All the songs in “Rhyme, Women and Song” are written in whole or in part by women. Dorothy Fields, Carolyn Leigh, Kay Swift, Betty Comden, Dorothy Parker, Marilyn Bergman and Joni Mitchell are some of them. Accompanying Ms. Sullivan at the Oak Room are two (unrelated) musicians with almost identical names: Jon Weber, on piano, and John Webber, on bass, who give several numbers a solid jazz kick.
The changes in style and mood from song to song are so quick that at times “Rhyme, Women and Song” suggests a sequence of lightning-fast blackout sketches.

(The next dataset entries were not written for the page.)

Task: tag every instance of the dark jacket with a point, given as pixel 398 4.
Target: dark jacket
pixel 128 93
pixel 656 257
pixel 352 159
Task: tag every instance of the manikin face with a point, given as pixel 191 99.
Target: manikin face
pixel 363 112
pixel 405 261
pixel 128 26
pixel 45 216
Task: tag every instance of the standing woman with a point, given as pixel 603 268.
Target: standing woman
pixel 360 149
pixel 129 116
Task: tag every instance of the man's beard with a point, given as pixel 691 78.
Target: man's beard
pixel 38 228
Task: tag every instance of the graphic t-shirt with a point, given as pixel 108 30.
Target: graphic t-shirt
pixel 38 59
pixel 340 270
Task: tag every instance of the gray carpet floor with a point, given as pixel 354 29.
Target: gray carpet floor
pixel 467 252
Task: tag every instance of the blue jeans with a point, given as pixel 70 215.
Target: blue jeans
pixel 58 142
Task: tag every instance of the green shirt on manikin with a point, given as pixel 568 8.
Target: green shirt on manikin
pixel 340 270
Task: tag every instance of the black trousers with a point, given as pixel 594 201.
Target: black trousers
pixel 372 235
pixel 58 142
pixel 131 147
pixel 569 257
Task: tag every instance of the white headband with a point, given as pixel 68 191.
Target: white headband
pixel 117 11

But there is a rough through line under it all. Early in the show a medley of “Don’t Let a Good Thing Get Away,” “The Best Is Yet to Come,” “On the Sunny Side of the Street” and “The Other Side of the Tracks” becomes a suite about a woman’s determined upward mobility in which Ms. Sullivan doesn’t disguise the connections between romantic aspiration and material calculation.
She puts her stamp on a jazzy arrangement of Ms. Mitchell’s “Case of You,” by giving the words “still be on my feet” a defiant emphasis. Two little-known ballads, “How Am I to Know?” (lyrics by Parker, music by Jack King) and “He’ll Make Me Believe That He’s Mine” (music by Paul Horner, lyrics by Peggy Lee, from the 1983 musical “Peg”), are exquisitely crooned. Where once Ms. Sullivan might have raised an eyebrow while singing these ballads of abject surrender, she ventures all the way inside their treacherous dream worlds.
For “Please Don’t Send Me Down a Baby Brother” she adopts the voice of a stubborn, willful little child, and for “I Can Cook Too” she becomes a tough, swaggering go-getter. She locates the desperation inside the housewife subsisting on tabloid fantasies in Amanda McBroom’s “Dreaming.” In the end Ms. Sullivan’s natural ebullience and perfect comic timing transport you to a blissful plateau.